Well ordering on the ordinal numbers

Question

Can someone please explain what it means for an ordinal $\alpha$ to be less than an ordinal $\beta$? and give an example of such... I have also read that $\alpha < \beta$ implies $\alpha \in \beta$. Finally, is there a simple proof to show that the ordinals are well ordered? and what relation are they well ordered with respect to?

Answer 1

An ordinal is a transitive set which is well ordered by the $\in$ relation. The class of ordinals is the class of all ordinals, and it too is a transitive class which is well ordered by $\in$.

This requires proof, of course, and depends on what you know or not know. But since $\in$ is the order relation on ordinals, it follows that every ordinal is also a set of ordinals. Therefore, given a nonempty class of ordinals, pick an element there $\alpha$; either it was minimal, or else intersecting the class with $\alpha$ gives a nonempty subset of $\alpha$, which has a minimum since $\alpha$ is well ordered.

Answer 2

Asaf will probably murder me in my sleep for this. His answer is the correct one, but I wanted to expound a bit on what an ordinal "really is". This whole answer is in the spirit of "in maths, we don't say that the ordered pair $\langle a,b \rangle$ is precisely and exactly $\{\{a\},\{a,b\}\}$ unless we really need to do set theory on it".

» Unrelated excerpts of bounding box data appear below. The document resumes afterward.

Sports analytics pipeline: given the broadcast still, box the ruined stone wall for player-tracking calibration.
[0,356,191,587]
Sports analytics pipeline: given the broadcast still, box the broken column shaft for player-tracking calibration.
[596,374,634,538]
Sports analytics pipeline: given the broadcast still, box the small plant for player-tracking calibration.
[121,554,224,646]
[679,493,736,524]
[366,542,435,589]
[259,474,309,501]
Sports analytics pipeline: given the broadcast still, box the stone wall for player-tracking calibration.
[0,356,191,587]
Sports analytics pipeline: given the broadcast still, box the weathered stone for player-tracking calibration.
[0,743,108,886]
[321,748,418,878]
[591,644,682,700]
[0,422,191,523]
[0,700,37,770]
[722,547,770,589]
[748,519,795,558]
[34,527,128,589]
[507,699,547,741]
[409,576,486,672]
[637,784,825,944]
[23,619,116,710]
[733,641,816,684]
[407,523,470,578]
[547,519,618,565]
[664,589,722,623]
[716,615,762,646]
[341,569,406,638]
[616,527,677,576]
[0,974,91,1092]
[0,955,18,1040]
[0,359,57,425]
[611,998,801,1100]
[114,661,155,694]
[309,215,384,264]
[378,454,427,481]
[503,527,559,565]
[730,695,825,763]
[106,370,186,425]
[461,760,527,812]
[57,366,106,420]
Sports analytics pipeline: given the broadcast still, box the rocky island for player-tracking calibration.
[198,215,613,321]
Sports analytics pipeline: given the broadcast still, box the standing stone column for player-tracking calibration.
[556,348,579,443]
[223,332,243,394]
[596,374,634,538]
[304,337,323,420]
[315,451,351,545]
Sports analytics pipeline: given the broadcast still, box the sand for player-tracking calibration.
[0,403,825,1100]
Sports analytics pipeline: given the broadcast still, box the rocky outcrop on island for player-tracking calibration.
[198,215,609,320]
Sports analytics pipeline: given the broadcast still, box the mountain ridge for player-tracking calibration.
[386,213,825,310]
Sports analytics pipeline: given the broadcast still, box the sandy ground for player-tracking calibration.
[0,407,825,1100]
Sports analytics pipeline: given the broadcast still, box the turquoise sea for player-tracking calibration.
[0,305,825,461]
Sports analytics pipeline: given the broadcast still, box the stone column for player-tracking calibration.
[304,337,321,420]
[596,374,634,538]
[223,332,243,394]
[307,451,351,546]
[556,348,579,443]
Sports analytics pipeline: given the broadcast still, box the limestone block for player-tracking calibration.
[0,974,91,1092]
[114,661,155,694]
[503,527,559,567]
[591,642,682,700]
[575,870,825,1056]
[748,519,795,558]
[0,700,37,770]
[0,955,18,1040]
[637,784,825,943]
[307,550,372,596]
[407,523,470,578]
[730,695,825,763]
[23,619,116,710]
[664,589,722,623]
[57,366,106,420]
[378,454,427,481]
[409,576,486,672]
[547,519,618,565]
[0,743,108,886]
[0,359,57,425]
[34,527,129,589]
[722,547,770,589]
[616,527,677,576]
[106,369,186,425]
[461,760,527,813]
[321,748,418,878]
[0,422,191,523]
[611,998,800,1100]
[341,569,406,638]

I find it can be helpful to think of the ordinals as abstract objects. There are several ways you can do this: for example, as "the smallest well-ordered things", or as equivalence classes of "well-ordered sets" under the relation "there is an order-preserving bijection". (This is just as one can view $\mathbb{N}$ as equivalence classes of "finite sets" under the relation "there is a bijection".) Note that there is no set of all finite sets, just as there is no set of all well-ordered sets, so this is purely a conceptual device.

Then by a slight abuse of notation, we can think of the ordinal $\alpha$ as being a well-ordering, just as we can think of the equivalence class which contains $\{a\}, \{1\}, \{2\}, \{\mathbb{N}\}$ and so on as being $1$. We take the universe of all sets, and we extract the ones which are $\alpha$-ish, and declare that this collection embodies $\alpha$-ness.

Then $\alpha < \beta$ if and only if the well-ordering $\alpha$ is an initial segment of the well-ordering $\beta$, just as $m < n$ if and only if the set $m$ is contained in the set $n$.

Now, when we cast this into the language of set theory, we need to pick some actual objects that really and truly exist: it's no good saying that $2$ is defined to be "all two-element sets", as my handwaving above would suggest, because then it's provable that $2$ doesn't exist at all! Instead, it turns out that a structure which does behave the right way is the set-theoretic ordinals (i.e. the transitive sets) together with the order relation of inclusion; in the same way, a structure which behaves the right way for the naturals is the finite set-theoretic ordinals ordered by inclusion. Now, for each $\alpha$ of the handwavy "equivalence class of well-ordered sets" variety, we can prove that the ordinal $\alpha$ exists in set theory as a transitive set with just the right number of smaller ordinals below it.